Há que se buscar uma solução que garanta a participação da comunidade nos resultados da atividade econômica e que seja aprovada pelo Congresso Nacional, como previsto na Constituição (art. 231, § 3º). O propósito é assegurar melhoria na qualidade de vida da atual e das futuras gerações de indígenas, e na percepção deles próprios, não na nossa. É o que vem sendo feito no Canadá: os representantes da comunidade indígena Crees e o governo de Quebec assinaram acordos em 1975 e em 2002 para construção de novas usinas em troca de vultosas compensações, a serem desembolsadas não imediatamente, mas ao longo de 50 anos.

Mas – importante repetir –, se não houver reassentamento, não há poder de veto. Nesse caso, aplica-se a regra válida para todos os brasileiros, de prevalência do interesse público sobre o particular. 

Os isolacionistas dirão que se trata de um conflito entre o interesse público da comunidade indígena e o interesse particular do “empreendedor”. É uma visão limitada, porque não enxerga que disponibilizar energia elétrica para o desenvolvimento econômico e social de todos os brasileiros é também uma forma de atender, e muito, ao interesse público. Por isso, na maioria dos casos o “empreendedor” é o próprio governo, pelo menos na fase de estudos, quando ocorrem as negociações. Com uma visão mais abrangente seria possível utilizar potenciais hidráulicos em áreas hoje inacessíveis, com resultados benéficos tanto para as próprias comunidades indígenas quanto para o resto da sociedade. 
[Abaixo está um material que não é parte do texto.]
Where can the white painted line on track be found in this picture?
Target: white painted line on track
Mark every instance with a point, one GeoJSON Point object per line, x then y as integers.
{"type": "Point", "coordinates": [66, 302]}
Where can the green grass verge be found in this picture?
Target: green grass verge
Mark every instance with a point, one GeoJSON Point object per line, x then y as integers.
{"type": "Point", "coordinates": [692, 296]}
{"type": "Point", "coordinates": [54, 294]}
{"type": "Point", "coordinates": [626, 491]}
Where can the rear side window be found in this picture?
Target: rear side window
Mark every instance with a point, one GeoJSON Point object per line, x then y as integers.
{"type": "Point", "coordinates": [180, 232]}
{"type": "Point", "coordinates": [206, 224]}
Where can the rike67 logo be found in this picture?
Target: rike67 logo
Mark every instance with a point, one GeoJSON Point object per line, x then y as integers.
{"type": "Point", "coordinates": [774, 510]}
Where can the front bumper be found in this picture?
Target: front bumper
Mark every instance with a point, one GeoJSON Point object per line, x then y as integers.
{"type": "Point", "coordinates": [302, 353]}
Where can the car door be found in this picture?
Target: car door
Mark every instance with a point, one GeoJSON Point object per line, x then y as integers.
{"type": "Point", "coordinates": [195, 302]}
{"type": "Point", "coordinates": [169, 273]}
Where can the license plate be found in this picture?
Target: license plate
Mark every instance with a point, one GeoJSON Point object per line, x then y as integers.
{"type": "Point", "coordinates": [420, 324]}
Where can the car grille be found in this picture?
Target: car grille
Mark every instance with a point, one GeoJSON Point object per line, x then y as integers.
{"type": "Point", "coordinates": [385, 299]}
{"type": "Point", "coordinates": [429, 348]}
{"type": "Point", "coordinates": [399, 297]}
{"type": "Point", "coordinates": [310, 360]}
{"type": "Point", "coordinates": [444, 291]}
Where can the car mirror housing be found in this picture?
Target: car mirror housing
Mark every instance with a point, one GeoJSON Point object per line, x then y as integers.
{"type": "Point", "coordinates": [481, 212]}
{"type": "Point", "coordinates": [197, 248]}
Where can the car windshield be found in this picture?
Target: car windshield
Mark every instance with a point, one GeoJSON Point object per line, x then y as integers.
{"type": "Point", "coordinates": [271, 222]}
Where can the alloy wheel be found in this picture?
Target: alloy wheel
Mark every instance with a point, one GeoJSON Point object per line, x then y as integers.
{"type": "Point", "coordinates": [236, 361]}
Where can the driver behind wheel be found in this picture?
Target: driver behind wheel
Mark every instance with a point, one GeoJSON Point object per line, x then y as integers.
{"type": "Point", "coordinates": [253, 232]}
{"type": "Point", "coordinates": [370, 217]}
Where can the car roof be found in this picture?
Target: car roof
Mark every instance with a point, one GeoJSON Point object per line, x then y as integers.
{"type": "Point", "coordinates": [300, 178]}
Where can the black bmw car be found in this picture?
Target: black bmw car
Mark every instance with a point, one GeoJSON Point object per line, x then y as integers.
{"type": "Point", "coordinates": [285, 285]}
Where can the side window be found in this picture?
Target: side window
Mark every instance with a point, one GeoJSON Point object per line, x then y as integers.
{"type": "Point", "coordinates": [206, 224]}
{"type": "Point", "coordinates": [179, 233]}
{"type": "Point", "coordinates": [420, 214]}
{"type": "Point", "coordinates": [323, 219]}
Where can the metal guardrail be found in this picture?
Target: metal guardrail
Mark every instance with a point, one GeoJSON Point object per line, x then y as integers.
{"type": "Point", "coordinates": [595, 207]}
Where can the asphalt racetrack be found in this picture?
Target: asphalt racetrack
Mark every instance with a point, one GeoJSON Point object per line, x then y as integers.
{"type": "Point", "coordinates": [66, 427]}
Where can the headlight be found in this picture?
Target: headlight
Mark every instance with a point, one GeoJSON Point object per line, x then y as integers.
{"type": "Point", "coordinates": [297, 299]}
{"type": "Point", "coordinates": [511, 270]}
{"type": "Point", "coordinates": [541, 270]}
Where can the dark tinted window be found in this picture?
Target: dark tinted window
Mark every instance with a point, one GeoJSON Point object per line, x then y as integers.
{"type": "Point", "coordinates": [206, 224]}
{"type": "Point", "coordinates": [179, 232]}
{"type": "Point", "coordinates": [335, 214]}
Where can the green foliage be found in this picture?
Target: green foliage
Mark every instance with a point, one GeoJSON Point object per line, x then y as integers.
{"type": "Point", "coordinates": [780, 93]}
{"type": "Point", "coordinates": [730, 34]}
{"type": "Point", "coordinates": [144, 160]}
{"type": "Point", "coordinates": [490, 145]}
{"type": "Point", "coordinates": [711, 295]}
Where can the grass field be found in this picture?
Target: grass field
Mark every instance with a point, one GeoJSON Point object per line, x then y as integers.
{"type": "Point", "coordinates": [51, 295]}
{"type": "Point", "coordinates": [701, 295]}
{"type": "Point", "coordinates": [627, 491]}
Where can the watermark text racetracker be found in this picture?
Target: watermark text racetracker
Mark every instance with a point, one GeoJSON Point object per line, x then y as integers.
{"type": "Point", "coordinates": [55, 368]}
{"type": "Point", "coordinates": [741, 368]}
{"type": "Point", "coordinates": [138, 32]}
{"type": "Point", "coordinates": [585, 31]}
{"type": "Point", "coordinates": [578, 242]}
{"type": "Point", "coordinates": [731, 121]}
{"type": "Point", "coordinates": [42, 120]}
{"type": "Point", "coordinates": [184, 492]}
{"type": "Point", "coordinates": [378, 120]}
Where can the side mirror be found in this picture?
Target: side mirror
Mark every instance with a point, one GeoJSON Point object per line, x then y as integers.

No entanto, como o diabo mora nos detalhes, é preciso antecipar os próximos lances. Suponho que os que preferem manter os indígenas isolados dos malefícios de nossa civilização agirão para “plantar” indígenas nos locais onde se encontram potenciais hidráulicos. Talvez eu esteja vendo fantasmas, mas convém haver uma definição legal para o significado de “reassentamento de comunidade indígena”, a fim de evitar futuras discussões judiciais.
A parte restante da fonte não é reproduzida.